Saturday, May 31, 2014

New Question Pool Begins July 1, 2014

The question pool for FCC Ham tests will be changing on July 1, 2014.

Here is a link to the new questions for the Technician exam:

The General questions will change in 2015 and the Extra questions will change in 2016.

Wednesday, May 28, 2014

Ham radio operators assist during emergencies

I stumbled on this news story today about how ham operators are assisting the United States Coast Guard in Texas.

BZ to Tom Hargrave and his team of communicators!


USCG Boatswain Mate 1st Class Ross Comstock, left, and Tom Hargrave work together to provide emergency communications for this area. (Annita West/Index and Progress photo)

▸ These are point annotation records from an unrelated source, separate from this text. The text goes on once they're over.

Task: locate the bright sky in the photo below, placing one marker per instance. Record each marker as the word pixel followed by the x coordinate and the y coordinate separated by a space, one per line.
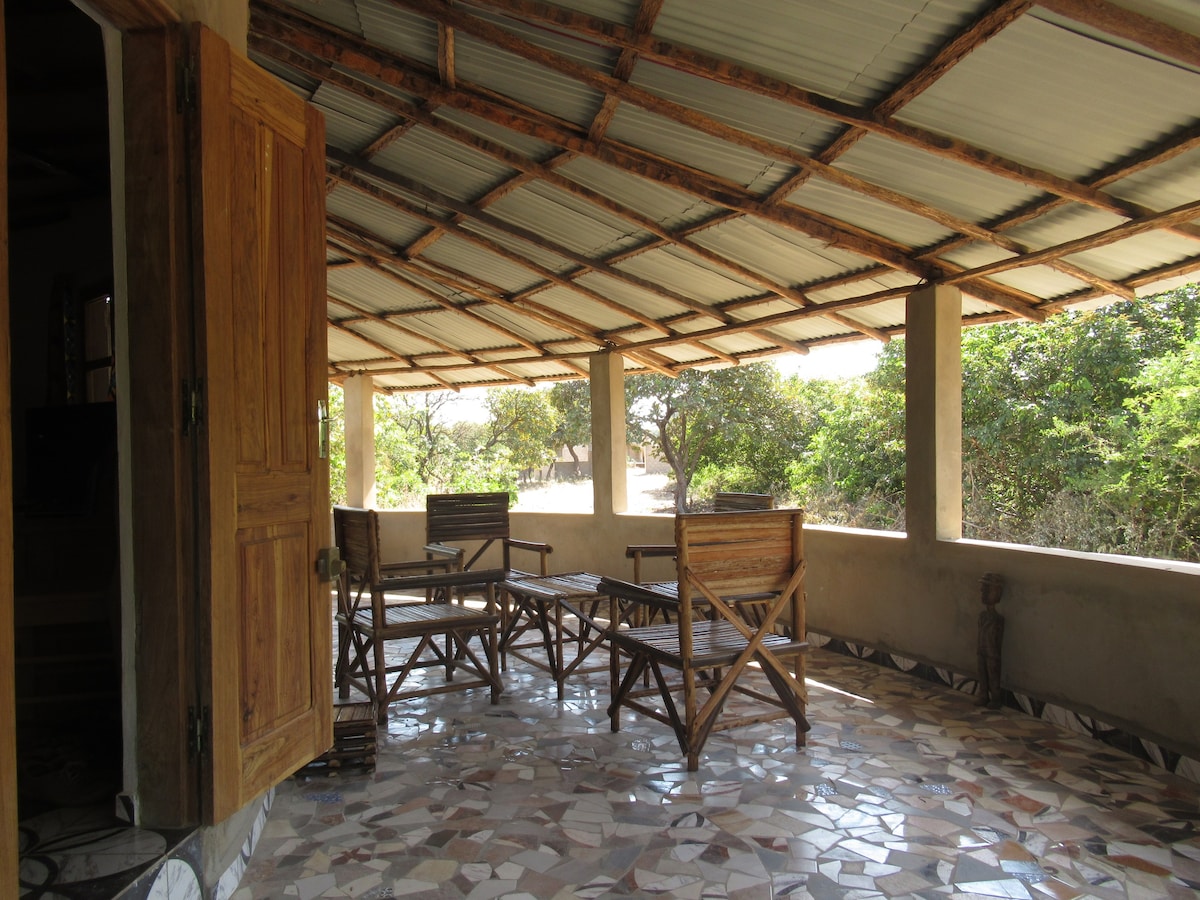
pixel 840 360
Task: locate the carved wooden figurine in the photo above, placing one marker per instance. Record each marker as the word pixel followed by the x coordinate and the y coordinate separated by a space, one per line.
pixel 991 633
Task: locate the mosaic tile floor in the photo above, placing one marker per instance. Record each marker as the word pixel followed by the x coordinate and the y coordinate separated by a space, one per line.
pixel 906 790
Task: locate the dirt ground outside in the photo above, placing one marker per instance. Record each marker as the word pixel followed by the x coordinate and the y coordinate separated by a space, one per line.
pixel 647 493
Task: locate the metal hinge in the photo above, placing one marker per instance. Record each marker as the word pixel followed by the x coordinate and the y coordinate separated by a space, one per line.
pixel 197 731
pixel 193 406
pixel 185 88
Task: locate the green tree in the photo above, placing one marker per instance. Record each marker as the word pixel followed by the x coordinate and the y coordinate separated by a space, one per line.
pixel 1037 403
pixel 336 444
pixel 573 401
pixel 523 423
pixel 1151 479
pixel 693 417
pixel 852 468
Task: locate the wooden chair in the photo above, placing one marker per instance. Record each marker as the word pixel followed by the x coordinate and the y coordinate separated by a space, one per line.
pixel 723 502
pixel 733 501
pixel 724 559
pixel 483 519
pixel 451 519
pixel 429 630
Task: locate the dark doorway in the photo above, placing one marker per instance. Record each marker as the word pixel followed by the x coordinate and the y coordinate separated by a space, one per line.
pixel 65 513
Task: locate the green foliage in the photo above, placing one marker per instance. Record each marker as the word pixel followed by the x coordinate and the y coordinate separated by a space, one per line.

Posted: Wednesday, May 28, 2014 1:45 pm
By Annita West
In any emergency situation, Aransas Pass and Ingleside will continue to have communications from two different services provided by volunteers.
Radio Amateur Civil Emergency Service (RACES) is part of the Texas Department of Public Services Division of Emergency Management. Members of RACES communicate with government agencies during emergencies to provide backup communications primarily for the state, but can be requested by any government jurisdiction. RACES operators and teams must be sponsored by a state or local government and have restrictions on the number and length of time spent on any drills. Operators are required to pass a background check as part of the procedure to become accredited.
Aransas Pass resident Tom Hargrave currently is the alternate county liaison officer for San Patricio County. As such he is authorized to provide official communications supplemental to what is established by the state. He also is the emergency coordinator for San Patricio and Aransas counties in the Amateur Radio Emergency Service (ARES).
ARES members are licensed amateur radio operators who volunteer their time and equipment to help any time normal communication fail or are inadequate. U.S. Coast Guard Boatswain Mate First Class Ross Comstock has been Hargrave’s “guy Friday” in ARES. Even though he is a resident of Ingleside, he covers Aransas County and picked up other areas as well. He is also in RACES.
When an evacuation is ordered due to any type of emergency, land line phones will often not have a dial tone due to the high volume of calls being made.
“Cell phones deteriorate to almost not working just like they did in the Boston bombing,” said Hargrave. “This deteriorates even before a true disaster. Ham radio has the ability to communicate both locally and anywhere you basically need to.”
This can be done by voice and digital messages. With digital messages, email files and pictures can be sent without Internet services.
“We are equipped to take a radio and antenna and be able to go out into the field somewhere, set that up and pass traffic from here to other places whether they be in the state or outside of the state,” Comstock said.
There are two different forms used for this communication. One is used for government agencies. The other is known as a radiogram and is handwritten, and they are generally delivered by voice. These messages can be tracked and a reply or confirmation of delivery returned to the sender. Health and welfare inquires are made through the Red Cross who makes the contact through an ARES operator.
ARES operators also assist the Red Cross in making damage reports. ARES operators from around the state prepare in case of a severe weather emergency to travel to the location and relieve the operators in the area.
The American Radio Relay League (ARRL) in this region has a location in Georgetown with deployed radio assets that can supplement equipment available locally.
ARES operators also take FEMA courses to be able to assist in more ways than just communication. ARES also provides services during more than hurricanes. SKYWARN is the National Weather Service’s (NWS) volunteer organization of severe weather spotters. Many of these are ARES members who provide timely and accurate reports of severe weather of all types to the NWS.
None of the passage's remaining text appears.